Bu durum 70‟li yılların sonunda bariz olarak kendini gösterince Avrupa ülkeleri adım atmak zorunda kalmıştır.

Amerika Birleşik Devletleri‟nin teknolojik atılımlarıyla Avrupa ile arayı açması ve ayrıca Japonya‟nın öncülüğünde Uzak Doğu ülkelerinin büyük gelişimi Avrupa ülkelerini arayış içerisine itmiştir. İletişim teknolojilerinde Avrupa‟nın rakiplerinin gerisinde kalması ve rakip ülkelerle makasın giderek açılması Avrupa‟nın bu alanda rekabetçiliğini gözden geçirmesini gerekli hale getirmiştir. Bu kapsamda Avrupa‟nın aradaki bu farkı kapatması ve daha önceki rekabetçi yapısına geri dönebilmesi için kapsamlı bir strateji oluşturma ihtiyacı hissedilmiştir.

Avrupa tarafından atılan ilk somut adım 1993 yılında hazırlanan büyüme, rekabetçilik ve istihdam üzerine hazırlanan Beyaz Kitap metni ile atılmıştır.

Bu metinle sürdürülebilir bir ekonomik büyümenin sağlanması ve Birlik içerisinde daha fazla istihdamın sağlanması, Avrupa Birliği‟nin diğer ülkelerle olan rekabetçiliğinin sağlanması amacını taşımaktadır.

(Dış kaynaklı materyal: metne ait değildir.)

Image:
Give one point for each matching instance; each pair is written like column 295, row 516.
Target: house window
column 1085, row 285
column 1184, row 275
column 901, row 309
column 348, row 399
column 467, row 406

Bu metinle eksiklikler irdelenmiştir. Amerika Birleşik Devletleri ve Japonya‟ya ithafta bulunarak iletişim politikaları alanında bazı önerilerde bulunulmuştur.

Avrupa Birliği, 1986 yılında Avrupa Birliği‟nin televizyon programları yayıncılığını ve yapımcılığını düzenleyen direktiflerden ilkini yayınlamıştır.

Sınır Ötesi Televizyon Sözleşmesi‟nin (1986) hazırlanış nedeni birlik tarafından; yeni iletişim teknolojilerinin gelişmesiyle televizyon kanalı sayısının çok artması ve yayınların ulusal sınırları aşması karşısında, hem Avrupa İnsan Hakları Sözleşmesi‟nin 10. maddesi uyarınca kıtada televizyon yayıncılığını ve Avrupa‟nın kültürel kimliğini geliştirmek, hem de Sınırötesi yayınlara bir düzen getirmek olarak açıklanmıştır. Daha sonra çıkarılan Sınır Tanımayan Televizyon Sözleşmesi ile kapsam biraz daha genişletilmiş ayrıca dijital yayıncılık da kapsama alınmıştır.

İletişim politikaları konusunda geri kalan Avrupa, ayrıca bu geri kalmışlığından kurtulmak için çeşitli destek programları da düzenlemiştir. Genel olarak Medya Programları olarak adlandırılan bu programlar beşer yıllık destek planları olmuştur.